Cash flow. Do those words strike fear into your heart?
First and foremost, you must believe that everything will all come together with your business. There will be down periods, but they won’t stay that way as long as you remain focused on your Big Picture Vision. The cash flow will funnel in if you follow one or more of these eight tips.
- GET A CREDIT LINE
At first this may seem counter-intuitive: Borrow money when you don’t need it. It’s a lot easier to get a loan when you’re not in a desperate situation. Having the cash to draw from during a slow period takes off a ton of pressure. You’ll pay it back once you are busy again. Debt is not a bad thing when you’re using it to grow.
- GET YOUR CUSTOMERS TO BUY FROM YOU MORE OFTEN
On average, existing clients account for 41% of small business income. They are apt to spend five times more than new clients because the relationship already exists. They trust you and know what you can do. Many customers love the idea of a “one-stop shop” where they can have all of their needs provided by one vendor. Wherever possible, upsell additional products to your customer base and become that one-stop shop.
- THE PRODUCT PYRAMID
The Product Pyramid is a multi-tiered approach to bringing in customers at every level. Presently, you may be hitting on only one or two levels—but you have the potential to establish relationships with customers in every single one of them. For example, if you manufacture run-of-the-mill coffee makers for $79, you could also produce machines at every tier for every level of connoisseur—all the way up to the garish $2,999 model.
A great way to expand a business without stretching yourself too thin is through licensing. Some business owners feel that licensing their brands, products, or services is the equivalent of giving away their children—but it’s not. If anything, it’s a less taxing way to make more children (i.e., products, services, etc.) without having to do any of the work. Once an agreement is done, licensing becomes a bookkeeping function that brings in regular income.
Retainers are an excellent way to generate recurring revenue. Think about what you might be able to provide to your clients on a regular (i.e., monthly) basis. Rather than getting paid per project or by the hour, you are receiving a standard payment every month ($2,500, $5,000, etc.). It could be in the form of a marketing retainer, a public relations retainer, a consulting retainer, etc.

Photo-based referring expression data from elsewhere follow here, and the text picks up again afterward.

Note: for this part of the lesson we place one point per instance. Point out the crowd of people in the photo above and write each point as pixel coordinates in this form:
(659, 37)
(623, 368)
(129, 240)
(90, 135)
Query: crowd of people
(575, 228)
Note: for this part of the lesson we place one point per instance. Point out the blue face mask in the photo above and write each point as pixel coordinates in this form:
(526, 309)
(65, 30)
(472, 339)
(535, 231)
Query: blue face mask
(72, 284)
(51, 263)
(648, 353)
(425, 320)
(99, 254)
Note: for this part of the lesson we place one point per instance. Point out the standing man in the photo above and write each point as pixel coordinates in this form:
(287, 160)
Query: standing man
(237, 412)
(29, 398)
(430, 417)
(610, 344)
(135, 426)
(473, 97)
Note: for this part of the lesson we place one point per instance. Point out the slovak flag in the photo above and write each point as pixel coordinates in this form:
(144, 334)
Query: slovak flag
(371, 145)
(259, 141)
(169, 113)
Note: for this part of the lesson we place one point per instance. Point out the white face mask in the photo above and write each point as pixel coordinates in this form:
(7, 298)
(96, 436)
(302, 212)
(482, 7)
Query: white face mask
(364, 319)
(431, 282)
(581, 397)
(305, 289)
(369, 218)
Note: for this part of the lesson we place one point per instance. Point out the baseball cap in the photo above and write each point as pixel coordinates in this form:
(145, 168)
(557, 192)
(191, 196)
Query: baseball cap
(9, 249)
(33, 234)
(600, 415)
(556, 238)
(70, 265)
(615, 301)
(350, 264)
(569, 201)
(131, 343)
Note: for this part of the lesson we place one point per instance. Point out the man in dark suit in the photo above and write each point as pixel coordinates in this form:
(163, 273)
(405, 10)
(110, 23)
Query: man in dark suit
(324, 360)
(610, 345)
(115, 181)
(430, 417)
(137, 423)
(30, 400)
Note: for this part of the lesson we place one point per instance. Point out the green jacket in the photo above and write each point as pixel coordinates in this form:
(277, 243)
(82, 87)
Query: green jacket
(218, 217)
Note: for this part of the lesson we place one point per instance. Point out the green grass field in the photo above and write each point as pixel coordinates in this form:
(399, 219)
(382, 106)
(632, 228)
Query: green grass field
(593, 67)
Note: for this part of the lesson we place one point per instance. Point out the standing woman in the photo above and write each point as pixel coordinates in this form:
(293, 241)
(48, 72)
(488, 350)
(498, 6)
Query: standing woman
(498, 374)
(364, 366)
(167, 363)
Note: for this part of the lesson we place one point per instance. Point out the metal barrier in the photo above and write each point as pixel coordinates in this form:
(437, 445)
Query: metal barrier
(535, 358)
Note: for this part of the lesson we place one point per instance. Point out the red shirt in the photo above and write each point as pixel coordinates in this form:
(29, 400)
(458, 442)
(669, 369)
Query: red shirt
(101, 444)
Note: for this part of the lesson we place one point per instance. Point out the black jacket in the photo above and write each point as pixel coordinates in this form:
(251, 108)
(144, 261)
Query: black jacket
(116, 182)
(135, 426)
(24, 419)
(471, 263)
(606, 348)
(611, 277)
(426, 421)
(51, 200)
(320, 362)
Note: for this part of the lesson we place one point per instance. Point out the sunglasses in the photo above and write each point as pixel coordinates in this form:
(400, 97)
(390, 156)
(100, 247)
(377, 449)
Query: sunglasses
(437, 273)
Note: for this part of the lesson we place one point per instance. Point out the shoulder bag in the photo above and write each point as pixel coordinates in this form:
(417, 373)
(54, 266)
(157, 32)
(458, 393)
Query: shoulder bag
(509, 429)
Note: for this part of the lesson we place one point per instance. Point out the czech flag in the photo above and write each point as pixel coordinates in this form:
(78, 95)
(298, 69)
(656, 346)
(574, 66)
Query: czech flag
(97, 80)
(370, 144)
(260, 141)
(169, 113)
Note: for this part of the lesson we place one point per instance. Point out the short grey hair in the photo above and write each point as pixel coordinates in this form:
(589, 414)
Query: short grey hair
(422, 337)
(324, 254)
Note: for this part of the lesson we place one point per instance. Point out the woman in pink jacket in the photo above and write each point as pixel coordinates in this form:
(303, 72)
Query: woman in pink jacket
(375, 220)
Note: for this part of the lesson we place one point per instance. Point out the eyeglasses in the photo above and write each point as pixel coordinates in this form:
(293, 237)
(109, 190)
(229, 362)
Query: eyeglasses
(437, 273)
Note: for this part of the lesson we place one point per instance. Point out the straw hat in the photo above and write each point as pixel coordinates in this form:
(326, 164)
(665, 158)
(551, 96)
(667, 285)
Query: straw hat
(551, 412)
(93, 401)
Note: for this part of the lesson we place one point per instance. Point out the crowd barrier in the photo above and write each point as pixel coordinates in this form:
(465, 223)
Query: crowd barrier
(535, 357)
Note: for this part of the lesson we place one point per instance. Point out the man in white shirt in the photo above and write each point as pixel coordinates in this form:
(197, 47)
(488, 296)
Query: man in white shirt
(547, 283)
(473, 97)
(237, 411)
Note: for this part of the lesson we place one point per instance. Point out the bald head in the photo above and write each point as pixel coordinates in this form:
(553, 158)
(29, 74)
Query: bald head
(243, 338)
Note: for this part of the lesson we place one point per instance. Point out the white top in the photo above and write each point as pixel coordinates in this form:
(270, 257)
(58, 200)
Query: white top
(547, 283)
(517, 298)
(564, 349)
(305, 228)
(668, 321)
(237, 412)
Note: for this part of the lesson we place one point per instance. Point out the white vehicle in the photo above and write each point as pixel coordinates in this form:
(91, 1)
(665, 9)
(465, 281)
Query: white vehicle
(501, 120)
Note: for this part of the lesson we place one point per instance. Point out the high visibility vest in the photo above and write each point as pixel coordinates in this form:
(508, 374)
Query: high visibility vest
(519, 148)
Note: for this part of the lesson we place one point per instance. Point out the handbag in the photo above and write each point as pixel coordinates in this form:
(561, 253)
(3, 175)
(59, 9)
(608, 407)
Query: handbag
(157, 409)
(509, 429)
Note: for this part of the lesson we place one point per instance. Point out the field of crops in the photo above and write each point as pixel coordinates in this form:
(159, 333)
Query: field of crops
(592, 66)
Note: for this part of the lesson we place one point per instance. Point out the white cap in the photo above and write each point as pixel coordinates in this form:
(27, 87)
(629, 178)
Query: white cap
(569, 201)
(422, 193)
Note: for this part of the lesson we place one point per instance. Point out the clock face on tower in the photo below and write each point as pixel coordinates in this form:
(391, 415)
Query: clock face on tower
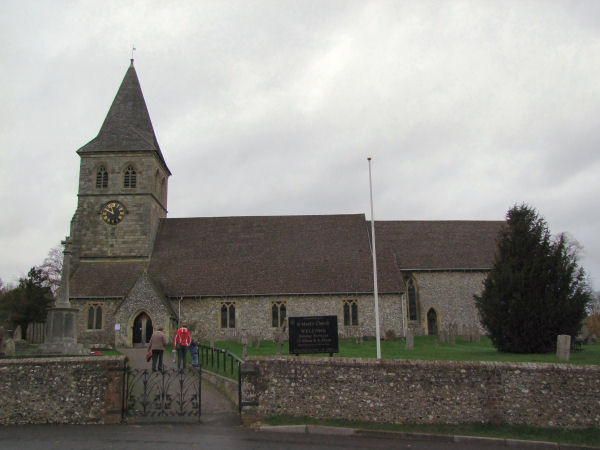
(113, 212)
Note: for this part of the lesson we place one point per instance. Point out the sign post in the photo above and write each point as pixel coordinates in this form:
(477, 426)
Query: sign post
(314, 334)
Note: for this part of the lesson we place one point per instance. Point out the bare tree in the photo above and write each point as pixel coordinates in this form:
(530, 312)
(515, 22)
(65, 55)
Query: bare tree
(52, 268)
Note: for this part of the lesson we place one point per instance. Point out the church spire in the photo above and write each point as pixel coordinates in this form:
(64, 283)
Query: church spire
(127, 126)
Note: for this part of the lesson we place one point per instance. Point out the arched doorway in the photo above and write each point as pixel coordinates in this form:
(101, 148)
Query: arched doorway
(431, 322)
(142, 329)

Once you have your business model down, you can sell your concept, systems, and marketing to others to create franchises. All you need to do in this case is develop a “business-in-a-box” that franchisees can step into and run and then help them find prime locations.
- CERTIFICATION PROGRAMS
Perhaps your business lends itself to creating a certification program. If you and your team have expertise in an area, you can build a program that trains others to become experts as well. This is a terrific way to scale because you are getting people to sign up for a number of sessions so they may fulfill the certification obligation, which means consistent cash flow with people paying up front.
- CONSIDER RAISING YOUR PRICES
While I’m an advocate of promotional discounts and other marketing incentives, I am opposed to pricing models that undervalue your products and services. Some business owners are afraid that customers won’t buy from them unless they are priced lower than their competitors. The truth is, you may get a customer through a lower price offering—but you won’t keep a customer this way. You want to attract customers who truly value what you offer. If you drop your prices too low, you are projecting to the marketplace that you don’t believe that your product is worth that much.
While scaling your business business, always monitor cash flow and prepare for inclement weather. But never allow low ebbs in cash flow to dictate decisions that will impact the long-term success of your Big Picture Vision.